On Clean Data
For those who are asking for historical data to test their strategies with, here’s a free source (God bless the person who has taken the effort to download data from broker and update daily) for 1-min historical data going back to 2008.
Now, this isn’t clean data. You can’t expect 1-min data you get for free to be completely clean and exactly accurate. But this is good enough for any beginner or even an intermediate person to test their strategies with. And since most retail traders trade only TF > 3-5m, this data should be good enough for you to test your strategies with. Also, you don’t need any gimmicks or paid data until you truly have a system in place - well backtested with this free data and you see enough proof in forward trading (paper trading) that it actually works.
TrueData, Globaldatafeeds and other such data vendors charge over 1L for this kind of data. And such data could be erroneous too - but less so than this free data as they are registered data vendors of NSE and get their data directly from NSE and other exchanges.
I don’t know if there could be the cleanest data without any errors at all. There are companies such as Thomson Reuters/Refinitiv, Bloomberg, Factset,etc., which are all industry leaders in data solutions. You could eventually get your data from them too. But all that is largely unnecessary for a beginner.
First things first, don’t pay any money to anyone. You don’t need any secrets or even any quant’s help. Just use this data, use excel, and test basic strategies that you can find online and learn about backtesting thoroughly all the while watching how the strategies perform.
Daily data you can download from QUANDL - that should be mostly clean and free of errors coz it’s the data exchange publishes. You can write scripts to scrape bhavcopies out of NSE website and put daily data together yourself. You can use NSEPY library with Python to do this.
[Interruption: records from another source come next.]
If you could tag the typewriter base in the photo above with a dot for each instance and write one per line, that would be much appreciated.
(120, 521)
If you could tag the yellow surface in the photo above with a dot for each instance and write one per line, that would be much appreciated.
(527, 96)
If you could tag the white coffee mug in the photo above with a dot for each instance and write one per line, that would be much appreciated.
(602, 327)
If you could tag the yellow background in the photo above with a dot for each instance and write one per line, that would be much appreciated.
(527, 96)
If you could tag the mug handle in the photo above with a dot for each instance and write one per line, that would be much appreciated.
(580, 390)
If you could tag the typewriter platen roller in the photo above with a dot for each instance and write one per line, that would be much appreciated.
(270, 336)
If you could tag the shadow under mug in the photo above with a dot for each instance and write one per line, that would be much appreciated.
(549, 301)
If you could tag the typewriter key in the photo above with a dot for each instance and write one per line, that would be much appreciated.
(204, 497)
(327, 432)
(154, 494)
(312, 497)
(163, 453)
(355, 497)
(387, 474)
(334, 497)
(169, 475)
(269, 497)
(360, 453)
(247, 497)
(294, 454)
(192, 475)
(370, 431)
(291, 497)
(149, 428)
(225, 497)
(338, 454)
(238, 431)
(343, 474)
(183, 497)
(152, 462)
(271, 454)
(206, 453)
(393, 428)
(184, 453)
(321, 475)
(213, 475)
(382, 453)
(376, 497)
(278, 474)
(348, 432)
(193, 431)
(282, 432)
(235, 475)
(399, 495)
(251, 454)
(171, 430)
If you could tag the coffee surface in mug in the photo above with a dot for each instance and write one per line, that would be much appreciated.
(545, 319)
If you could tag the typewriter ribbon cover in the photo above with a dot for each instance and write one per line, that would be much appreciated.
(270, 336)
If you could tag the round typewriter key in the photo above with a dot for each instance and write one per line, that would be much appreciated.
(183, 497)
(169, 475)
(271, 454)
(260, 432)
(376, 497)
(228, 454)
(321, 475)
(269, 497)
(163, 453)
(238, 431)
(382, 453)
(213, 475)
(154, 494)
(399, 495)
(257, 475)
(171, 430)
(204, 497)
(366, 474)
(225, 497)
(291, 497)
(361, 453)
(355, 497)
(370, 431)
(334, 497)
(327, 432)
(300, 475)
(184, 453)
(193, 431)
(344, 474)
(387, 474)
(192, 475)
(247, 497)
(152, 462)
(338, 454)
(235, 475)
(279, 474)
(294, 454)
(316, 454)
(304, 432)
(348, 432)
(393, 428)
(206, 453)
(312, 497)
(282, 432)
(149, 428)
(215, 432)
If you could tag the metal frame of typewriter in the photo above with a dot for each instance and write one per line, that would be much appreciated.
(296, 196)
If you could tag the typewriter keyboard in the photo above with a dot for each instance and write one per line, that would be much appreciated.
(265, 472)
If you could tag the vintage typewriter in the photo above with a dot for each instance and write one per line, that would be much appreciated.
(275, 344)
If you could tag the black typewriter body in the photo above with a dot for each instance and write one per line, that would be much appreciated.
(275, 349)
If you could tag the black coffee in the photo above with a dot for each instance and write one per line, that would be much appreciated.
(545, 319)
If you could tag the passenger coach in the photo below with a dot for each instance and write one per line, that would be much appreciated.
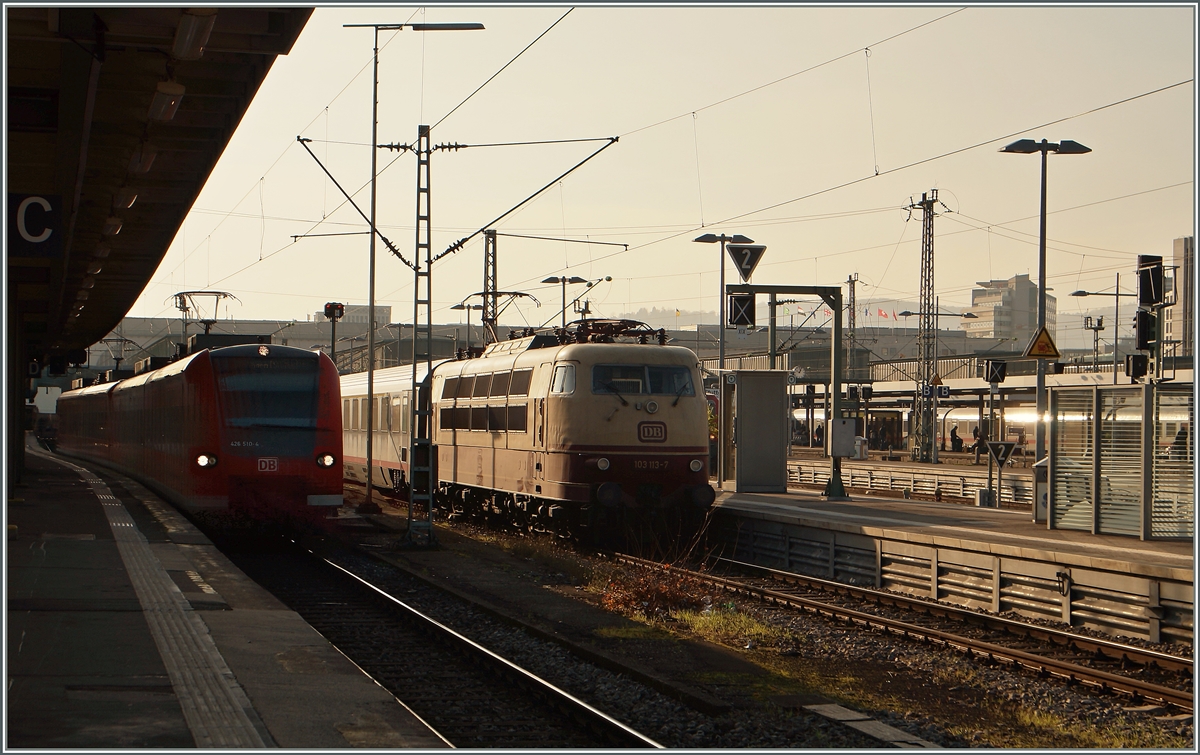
(246, 427)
Intraday wise, if you’re trading in a 3-min or 5-min or 10-min timeframe or above, you don’t worry about the cleanliness of the data first. Focus on getting a strategy with a decent profitable expectancy - and given this free data available is obtained from Zerodha PI i suppose, it is decently okay for you to test your strategies. So do that first, then assign certain error % and be very generous with that error assumption - and if your strategy still stands, you got something to trade with.
Then, once you have something tangible that’s tested on this free data, that looks attractive enough to trade even after assuming a healthy error percentage, then you buy clean data and test it on that, before you start trading your strategy live.